The events commemorate the opening battles of the Great War in France where the first international rugby players were killed in September 1914.
Stade Toulousain’s French half-back Alfred Mayssonnie was the first rugby internationalist to be killed on 6 September, 1914 during the early stages of the Battle of Marne.
Eight days later, on 14 September, a shell took out Lt Ronald Francis Simson, aged 24, and his horse, during the Battle of the Aisne on the Chemin des Dames ridge.
Another London Scottish player and Scotland internationalist, James Huggan, died the next day and Charles Wilson of the London club Blackheath and England fell a day later.
The Chemin des Dames is the ridge between Arras and Reims that the Germans took straight after the Battle of the Marne. The British and French together tried and failed to take it back in September 1914.
Both sides dug in, literally, creating the Western Front’s first trenches.
Players and officials from London Scottish will be joined across the Channel this weekend by colleagues from Blackheath Rugby Club – a former club of Ronnie Simson, who was a career soldier who entered the Royal Military Academy at Woolwich in 1909.
London Scottish, with its connection to the London Scottish Regiment, and Blackheath, with its proximity to Woolwich barracks, always had members and players with military connections.
In total 87 international players from the British Isles lost their lives during the Great War: 31 of them were Scots, 27 are on London Scottish’s or Blackheath’s roll of honour, including four named on both.
In all, London Scottish lost at least 100 members of their club, Blackheath losing 60.
Back in May the two clubs played a special First World War commemoration match to close the season.

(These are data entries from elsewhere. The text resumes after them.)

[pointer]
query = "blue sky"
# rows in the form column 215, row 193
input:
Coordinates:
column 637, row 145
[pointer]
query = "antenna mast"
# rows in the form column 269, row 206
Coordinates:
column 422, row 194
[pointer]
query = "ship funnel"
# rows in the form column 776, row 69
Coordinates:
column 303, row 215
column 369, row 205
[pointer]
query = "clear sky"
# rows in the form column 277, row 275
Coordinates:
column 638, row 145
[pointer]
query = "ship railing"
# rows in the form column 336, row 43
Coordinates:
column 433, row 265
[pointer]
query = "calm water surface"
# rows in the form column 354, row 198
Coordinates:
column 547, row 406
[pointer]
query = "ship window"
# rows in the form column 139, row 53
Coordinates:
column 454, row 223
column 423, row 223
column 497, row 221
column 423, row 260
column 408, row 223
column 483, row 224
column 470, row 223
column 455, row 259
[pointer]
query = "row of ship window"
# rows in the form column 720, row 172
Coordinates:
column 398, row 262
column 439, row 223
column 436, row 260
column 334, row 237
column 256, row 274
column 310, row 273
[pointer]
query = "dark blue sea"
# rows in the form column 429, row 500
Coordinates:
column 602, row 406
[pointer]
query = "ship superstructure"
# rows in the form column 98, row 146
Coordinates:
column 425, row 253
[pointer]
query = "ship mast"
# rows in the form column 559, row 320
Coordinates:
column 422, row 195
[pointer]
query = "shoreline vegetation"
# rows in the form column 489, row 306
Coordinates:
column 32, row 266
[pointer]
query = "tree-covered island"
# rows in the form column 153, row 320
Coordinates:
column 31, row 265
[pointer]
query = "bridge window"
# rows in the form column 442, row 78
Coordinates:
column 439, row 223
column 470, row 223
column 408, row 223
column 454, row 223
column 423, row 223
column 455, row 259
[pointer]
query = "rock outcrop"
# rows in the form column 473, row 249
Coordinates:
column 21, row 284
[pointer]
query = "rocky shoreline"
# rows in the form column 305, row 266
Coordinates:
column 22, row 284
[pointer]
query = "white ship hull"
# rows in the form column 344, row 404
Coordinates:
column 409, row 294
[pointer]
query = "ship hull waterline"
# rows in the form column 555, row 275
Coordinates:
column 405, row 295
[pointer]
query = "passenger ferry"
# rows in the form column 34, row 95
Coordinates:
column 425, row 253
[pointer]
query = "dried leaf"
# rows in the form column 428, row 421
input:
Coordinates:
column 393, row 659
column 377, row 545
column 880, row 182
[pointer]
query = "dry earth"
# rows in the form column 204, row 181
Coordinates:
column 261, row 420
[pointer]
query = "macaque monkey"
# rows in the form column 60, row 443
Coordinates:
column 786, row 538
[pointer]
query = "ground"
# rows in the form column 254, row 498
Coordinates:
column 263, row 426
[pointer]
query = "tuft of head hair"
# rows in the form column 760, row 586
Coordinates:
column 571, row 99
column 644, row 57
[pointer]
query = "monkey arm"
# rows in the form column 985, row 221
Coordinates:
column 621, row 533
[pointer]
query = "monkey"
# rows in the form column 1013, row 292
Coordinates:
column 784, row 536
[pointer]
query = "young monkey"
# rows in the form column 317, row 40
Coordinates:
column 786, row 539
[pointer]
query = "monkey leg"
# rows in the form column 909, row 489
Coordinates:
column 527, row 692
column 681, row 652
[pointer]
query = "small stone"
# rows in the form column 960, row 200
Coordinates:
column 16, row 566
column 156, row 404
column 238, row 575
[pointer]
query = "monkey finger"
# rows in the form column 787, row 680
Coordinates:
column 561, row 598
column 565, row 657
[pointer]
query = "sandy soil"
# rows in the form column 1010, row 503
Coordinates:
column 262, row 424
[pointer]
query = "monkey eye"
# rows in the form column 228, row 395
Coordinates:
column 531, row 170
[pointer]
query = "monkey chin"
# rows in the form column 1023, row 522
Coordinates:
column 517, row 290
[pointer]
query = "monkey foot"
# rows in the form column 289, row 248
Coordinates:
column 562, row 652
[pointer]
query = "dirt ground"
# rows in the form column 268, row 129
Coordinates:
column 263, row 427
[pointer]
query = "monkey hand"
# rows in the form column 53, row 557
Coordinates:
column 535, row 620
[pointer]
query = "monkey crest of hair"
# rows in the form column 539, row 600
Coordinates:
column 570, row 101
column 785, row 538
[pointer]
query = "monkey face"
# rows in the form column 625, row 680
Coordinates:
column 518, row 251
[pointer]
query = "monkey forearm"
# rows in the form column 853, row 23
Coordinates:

Hosted by the Conseil Général de l’Aisne and the town of Laon in association with other rugby clubs in the region, this weekend will culminate in a rugby tournament connecting the clubs’ current players with those of the past who gave their lives in WW1.
Blackheath and London Scottish U15s will play a Flandres Select XV, organised by the Comité Départemental de Rugby de l’Aisne and the Comité de Rugby des Flandres, with the support of Laon Rugby Club.
The next day will see the two main events, Blackheath U17s v Flandres Select XV, followed by London Scottish Under-18s v Racing Metro Under-18s. On their shirts, each player will bear the name of a First World War player from his respective club.
London Scottish players will also visit Lt Ronnie Simson’s grave in Moulins and Blackheath players will visit Wilson’s in Paissy, each laying wreaths. On Saturday morning, players and officials will attend a commemorative service at the Basque Memorial, at Craonelle on the Chemin des Dames, on the site of the Front.
They will then take part in a walk alongside serving soldiers from the British and French Armies, from Vendresse to Cerny en Laonnais, following in the footsteps 100 years to the day that so many British lives were lost in an attempt to take the plateau.
At Vendresse there will be a short service where the names of the fallen of both clubs will be read.
At Cerny the final act of reconciliation will take place with the laying of wreaths in the British and German war cemeteries by the British and German Ambassadors. Prince Charles, German Chancellor Angela Merkel and French President François Hollande will attend events over the same weekend.
President Hollande’s grandfather died on the Chemin des Dames and the French premier visited in July as the Tour de France passed along this ridge, with the cyclists commemorating the three Tour de France winners killed in the war.
Paul McFarland, honorary secretary of London Scottish, said: “This will be no ordinary battlefield tour but will provide young players at both clubs a unique perspective on the Great War and the opportunity to identify with the young men who wore the same jersey before them.
“Sportsmen with rugby players to the fore, volunteered in disproportionate numbers and inevitably formed a disproportionate number of the killed and wounded.
“It sounds trite but is true that the values of comradeship which attract young people to our game today are those that attracted their predecessors a century ago to join our clubs and then inspired them to join up to fight the war.”
He continued: “In July, I was on the Chemin des Dames – where a ‘trench’ of cornflowers – the French equivalent of the poppy – flanked the road for 40km, alongside François Hollande as the Tour de France passed.
“It was a privilege to be there as cyclists remembered their fallen predecessors and it will be an honour to represent our club at the Rugby Trench.”